"Arza Basyahril. Seorang pengantin, lebih tepatnya calon pengantin," jawab Adam dengan menekankan kata "calon" kemudian melanjutkan. "Tiba-tiba menghilang dari rumahnya. Tanpa jejak, tanpa pesan. Pemuda berusia dua puluh dua tahun itu sudah dicari ke seluruh kampung, tapi tidak juga ketemu. Juga tidak ada yang melihat dia pergi meninggalkan rumah pada saat kejadian. Juga tidak ada tanda-tanda penculikan ataupun kekerasan lainnya."
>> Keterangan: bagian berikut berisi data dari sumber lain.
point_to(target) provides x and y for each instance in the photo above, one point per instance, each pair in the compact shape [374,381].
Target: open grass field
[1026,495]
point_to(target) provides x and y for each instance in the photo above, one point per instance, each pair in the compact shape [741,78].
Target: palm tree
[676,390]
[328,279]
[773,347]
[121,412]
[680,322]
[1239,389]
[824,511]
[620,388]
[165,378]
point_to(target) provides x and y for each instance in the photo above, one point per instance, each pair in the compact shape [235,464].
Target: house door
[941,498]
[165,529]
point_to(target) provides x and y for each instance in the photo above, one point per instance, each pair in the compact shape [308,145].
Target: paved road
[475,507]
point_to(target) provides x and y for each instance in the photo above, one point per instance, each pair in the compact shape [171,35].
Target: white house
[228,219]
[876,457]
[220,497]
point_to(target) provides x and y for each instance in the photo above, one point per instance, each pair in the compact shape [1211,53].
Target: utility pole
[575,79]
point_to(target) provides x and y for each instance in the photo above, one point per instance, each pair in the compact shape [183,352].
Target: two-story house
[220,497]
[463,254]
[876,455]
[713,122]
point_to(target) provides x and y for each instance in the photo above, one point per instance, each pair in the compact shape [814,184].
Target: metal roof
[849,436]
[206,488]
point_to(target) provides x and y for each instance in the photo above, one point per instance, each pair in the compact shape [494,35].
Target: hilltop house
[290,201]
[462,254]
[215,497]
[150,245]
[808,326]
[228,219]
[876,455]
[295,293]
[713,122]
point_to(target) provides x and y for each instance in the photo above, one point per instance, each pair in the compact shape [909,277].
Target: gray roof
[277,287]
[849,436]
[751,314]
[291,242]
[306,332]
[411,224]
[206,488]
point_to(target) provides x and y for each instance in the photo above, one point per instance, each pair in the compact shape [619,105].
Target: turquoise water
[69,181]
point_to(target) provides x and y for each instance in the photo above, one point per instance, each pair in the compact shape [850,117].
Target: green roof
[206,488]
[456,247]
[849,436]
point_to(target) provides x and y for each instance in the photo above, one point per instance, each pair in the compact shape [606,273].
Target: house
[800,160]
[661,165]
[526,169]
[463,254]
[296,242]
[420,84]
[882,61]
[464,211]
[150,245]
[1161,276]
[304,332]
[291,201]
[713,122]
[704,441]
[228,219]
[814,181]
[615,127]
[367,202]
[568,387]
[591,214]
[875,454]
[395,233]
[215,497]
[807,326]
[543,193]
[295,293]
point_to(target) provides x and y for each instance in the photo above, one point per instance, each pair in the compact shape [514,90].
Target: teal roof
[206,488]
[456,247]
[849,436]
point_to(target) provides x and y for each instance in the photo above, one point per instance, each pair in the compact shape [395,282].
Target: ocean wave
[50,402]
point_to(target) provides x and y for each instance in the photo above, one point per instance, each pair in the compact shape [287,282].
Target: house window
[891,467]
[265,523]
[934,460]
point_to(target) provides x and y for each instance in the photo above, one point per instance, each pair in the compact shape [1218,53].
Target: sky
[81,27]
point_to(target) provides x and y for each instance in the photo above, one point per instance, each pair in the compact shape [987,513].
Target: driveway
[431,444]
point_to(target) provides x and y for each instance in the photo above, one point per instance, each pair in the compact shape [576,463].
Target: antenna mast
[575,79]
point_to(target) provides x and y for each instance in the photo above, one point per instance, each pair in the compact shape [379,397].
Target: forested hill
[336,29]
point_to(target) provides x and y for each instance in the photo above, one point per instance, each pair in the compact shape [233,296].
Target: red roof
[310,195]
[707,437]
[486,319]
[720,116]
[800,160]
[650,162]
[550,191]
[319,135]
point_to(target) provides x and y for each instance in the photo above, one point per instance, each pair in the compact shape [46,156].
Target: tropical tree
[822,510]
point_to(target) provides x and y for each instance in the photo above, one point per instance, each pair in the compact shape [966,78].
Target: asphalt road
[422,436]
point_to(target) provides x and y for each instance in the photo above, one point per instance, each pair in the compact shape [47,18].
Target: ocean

Eno menyimak lebih serius.
"Pihak keluarga mempelai perempuan yang menghubungi kita barusan lewat email. Aku sempat tidak percaya, tapi tanda tangan jelas dan pesan-pesan khusus seperti 'Anda boleh mengacuhkan ini jika tidak percaya' yang ditulis dalam badan pesan itu justru membuat aku percaya sepenuhnya bahwa itu bukan pesan sampah. Dan benar-benar ada orang yang membutuhkan bantuan saya. Maaf Eno, tapi sepertinya orang ini juga tidak percaya polisi." Adam lalu melirik segan kepada sahabatnya.
"Kenapa begitu?"
"Sayangnya komputer itu macet andai kamu bisa baca sendiri pesannya. Jadi di dalam surat elektroniknya ini, seorang bernama Abdul Malik Usman mengaku sebagai ayah mempelai perempuan, yang namanya Marlistya Afriani Usman, menjelaskan bahwa sudah tiga hari Azra menghilang. Sedangkan acara pernikahan mereka akan digelar Sabtu besok, yang berarti tinggal dua hari dari sekarang. Polisi hanya menyebutkan akan menginvestigasi ini, tanpa memberi harapan sedikitpun baik itu tanda-tanda akan menemukan, ataupun petunjuk lain yang memberi ketenangan. Itulah mengapa keluarga itu mengirim pesan ke aku. Mereka juga menitipkan nomor telepon jika sewaktu-waktu ada yang ingin kutanyakan. Dari gaya bahasa dan cara penyampaian pesannya, sepertinya mereka ini keluarga yang cukup berpengaruh, tapi juga tertutup."
"Tahu dari mana mereka tentang kamu?"
"Entahlah. Berita akhir-akhir ini bisa tersebar dalam beberapa menit, kamu tahu. Kasus-kasus yang kutangani kemarin sedikit banyak pasti berpengaruh bagi sebagian orang yang tidak percaya institusi kepolisian. Maaf lho."
"Tidak apa. Lanjutkan. Apa lagi isi pesannya?"
"Bapak Abdul Malik Usman ini sekaligus minta nomor rekeningku, katanya untuk mengirim biaya perjalanan sekaligus setengah dari upah yang jumlahnya lumayan." Sampai di situ Adam menghela napas. "Ya, di satu sisi ada kekhawatiran juga melakoni profesi ini, Eno. Melambungkan harapan orang terhadapku sampai mereka rela mengeluarkan banyak materi, sementara aku belum menjanjikan apa-apa."
"Itu kepercayaan namanya."
"Hm. Bisa jadi. Tapi justru itu yang membuatku risau."